The Republican majority in the House had already mustered the three-fifths vote needed to override Cooper's vetoes on House Bill 140, which consumer advocates flagged as an enabler for predatory lenders, and on House Bill 770. Until Wednesday night, the Senate, where Republicans also hold a veto-proof majority, had delayed action on these bills.

Both Senate votes Wednesday were 30-9 and came at the tail end of a day of back-and-forth negotiations between the House and the Senate, much of which focused on an environmental regulatory reform bill the Republican leadership eventually came to agreement on.

Democrats supported House Bill 140 when it first passed the General Assembly earlier this year but sided with the governor after consumer groups laid out concerns with the legislation, which expands lenders' ability to sell borrowers credit property insurance to cover loan costs when the borrowers can't pay.

Sen. Jay Chaudhuri, D-Wake, ticked off a couple examples of high-fee loans during brief debate on the bill Wednesday, saying the new provision would contribute to the cycle of debt and prey "on our working-class and middle-class families."

Supporters pitched the change as a needed updated for a 40-year-old set of regulations, and they stressed that credit insurance is an optional purchase.

House Bill 770 deals with several sections of state code, but the controversy arose from language that will allow an employee at the state Industrial Commission, who's also a former general counsel for the state Republican Party, to draw a second state paycheck from the state's Property Tax Commission despite rules against salary double-dipping.

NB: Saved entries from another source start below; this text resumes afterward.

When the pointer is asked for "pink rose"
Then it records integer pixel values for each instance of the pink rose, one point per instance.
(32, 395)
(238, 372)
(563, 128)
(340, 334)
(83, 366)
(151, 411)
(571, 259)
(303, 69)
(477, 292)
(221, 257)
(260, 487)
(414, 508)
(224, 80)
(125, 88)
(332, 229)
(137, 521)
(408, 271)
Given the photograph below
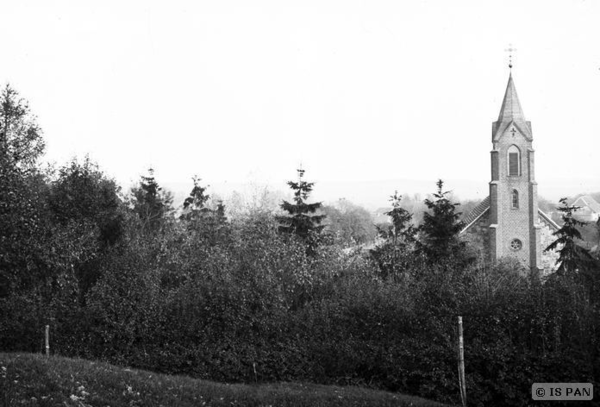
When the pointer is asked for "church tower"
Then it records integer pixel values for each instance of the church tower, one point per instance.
(514, 227)
(508, 223)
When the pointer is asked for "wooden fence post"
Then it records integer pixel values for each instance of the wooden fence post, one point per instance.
(461, 365)
(47, 337)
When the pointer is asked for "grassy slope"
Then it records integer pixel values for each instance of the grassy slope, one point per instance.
(34, 380)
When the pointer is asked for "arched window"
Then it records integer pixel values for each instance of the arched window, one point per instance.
(514, 161)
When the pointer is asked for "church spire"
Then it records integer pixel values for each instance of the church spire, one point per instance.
(511, 108)
(511, 115)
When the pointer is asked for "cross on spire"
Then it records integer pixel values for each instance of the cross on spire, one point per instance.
(510, 51)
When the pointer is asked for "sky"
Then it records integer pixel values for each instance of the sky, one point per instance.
(368, 96)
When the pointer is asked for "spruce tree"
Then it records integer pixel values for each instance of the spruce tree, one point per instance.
(439, 232)
(301, 219)
(393, 253)
(150, 202)
(572, 257)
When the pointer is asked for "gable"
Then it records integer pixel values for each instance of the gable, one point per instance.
(588, 202)
(476, 214)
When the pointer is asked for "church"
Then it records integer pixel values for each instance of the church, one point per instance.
(508, 223)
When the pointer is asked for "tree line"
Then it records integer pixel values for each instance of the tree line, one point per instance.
(267, 296)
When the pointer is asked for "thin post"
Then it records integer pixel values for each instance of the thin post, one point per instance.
(47, 337)
(461, 365)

Bill Peaslee has been moonlighting at the Property Tax Commission, saying he takes time off from his regular job to sit in on commission hearings. He was paid for this time under former Gov. Pat McCrory, but Cooper's administration stopped the payments. The veto override makes the money flow again, and legislative supporters said it's only fair to pay Peaslee for his work.

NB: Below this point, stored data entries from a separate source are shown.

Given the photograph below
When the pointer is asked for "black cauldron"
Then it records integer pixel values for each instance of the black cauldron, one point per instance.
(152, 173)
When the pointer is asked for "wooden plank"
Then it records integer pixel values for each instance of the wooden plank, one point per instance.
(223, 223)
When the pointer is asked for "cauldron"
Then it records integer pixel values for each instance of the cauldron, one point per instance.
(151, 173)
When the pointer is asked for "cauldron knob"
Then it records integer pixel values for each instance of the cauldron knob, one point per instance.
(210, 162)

"These bills have the wrong priorities for our state," Ford Porter, a spokesman for Cooper, said in a statement. "House Bill 140 allows predatory and high-risk insurance policies that unfairly target low-income North Carolinians, while House Bill 770 includes unconstitutional power grabs and a carve-out intended to financially benefit a single state employee. Working families expect their leaders to represent all North Carolinians, not just the well connected."